Tilt- and warpage measurement as inline quality assessment tool

Abstract

The tilt of semiconductor dies is a common issue during assembly in power electronics as, e.g. die bonding during silver sintering caused by inhomogeneous thicknesses of applied die-attach material, problems with a homogeneous force application, uneven substrates etc. This tilt usually leads to reliability problems later during testing or operation in the field. A weakly sintered layer will be formed with voids larger than 1–2 μm in major numbers and more importantly will lead to insignificantly developed interfaces. None of them can be detected by SoA failure analytical techniques like scanning acoustic microscopy (SAM) or pulsed infrared thermography (PIRT), since both will still provide a sufficient phonon coupling, indistinguishable to well sintered layers.
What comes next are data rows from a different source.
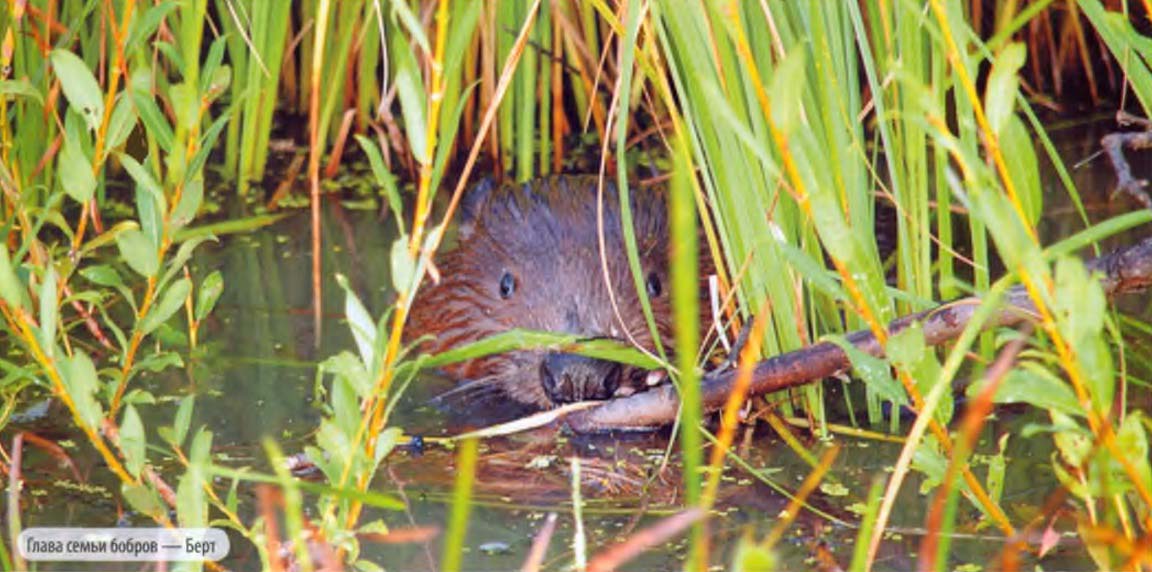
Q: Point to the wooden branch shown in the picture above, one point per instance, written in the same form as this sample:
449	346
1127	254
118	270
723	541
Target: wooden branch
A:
1121	272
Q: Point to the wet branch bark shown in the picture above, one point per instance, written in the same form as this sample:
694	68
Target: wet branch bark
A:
1121	272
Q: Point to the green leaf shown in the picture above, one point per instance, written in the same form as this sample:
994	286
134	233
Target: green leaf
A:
385	178
360	321
50	312
412	99
183	253
20	88
138	251
183	419
186	105
12	289
1017	143
143	177
76	170
1000	94
144	500
189	204
148	23
80	86
154	121
209	294
873	371
412	24
80	380
169	303
1033	384
403	266
133	442
122	122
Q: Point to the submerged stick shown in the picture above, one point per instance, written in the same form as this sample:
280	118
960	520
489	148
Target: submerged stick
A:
1121	272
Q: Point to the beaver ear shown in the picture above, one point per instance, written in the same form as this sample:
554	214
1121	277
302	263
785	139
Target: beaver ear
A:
472	203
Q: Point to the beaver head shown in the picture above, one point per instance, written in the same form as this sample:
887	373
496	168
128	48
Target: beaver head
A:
529	257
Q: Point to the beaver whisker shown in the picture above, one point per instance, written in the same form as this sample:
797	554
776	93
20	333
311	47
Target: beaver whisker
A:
547	235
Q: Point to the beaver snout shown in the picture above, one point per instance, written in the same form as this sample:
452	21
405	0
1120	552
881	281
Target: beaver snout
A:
568	378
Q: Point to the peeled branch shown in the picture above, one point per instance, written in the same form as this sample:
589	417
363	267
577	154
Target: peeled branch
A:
1122	272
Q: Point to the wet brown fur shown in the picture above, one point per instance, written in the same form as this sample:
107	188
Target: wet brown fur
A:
545	234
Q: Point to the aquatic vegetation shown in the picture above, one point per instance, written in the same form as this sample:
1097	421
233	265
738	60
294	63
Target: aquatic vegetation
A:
785	128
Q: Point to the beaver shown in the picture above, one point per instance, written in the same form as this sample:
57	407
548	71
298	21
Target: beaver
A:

However, the undetected weak interfaces will lead to severe reliability problems and can only be detected indirectly by thickness measurement without a cross section. In this work, we present a scanning system based on confocal polychromatic distance sensors, which can scan a fully loaded tray of bonded dies on the substrate for industry-grade inline integration. We demonstrate the novel system on different bonded power dies on active metal braze substrate (AMB) under industrial production conditions. We achieve this in the required accuracy of about 2–3 μm in an environment with strong vibration influence. The in-line capability has been proven by using a setup, which is independent of mechanical vibrations and uses only optical fibers to transfer measuring signals within future smart production environments.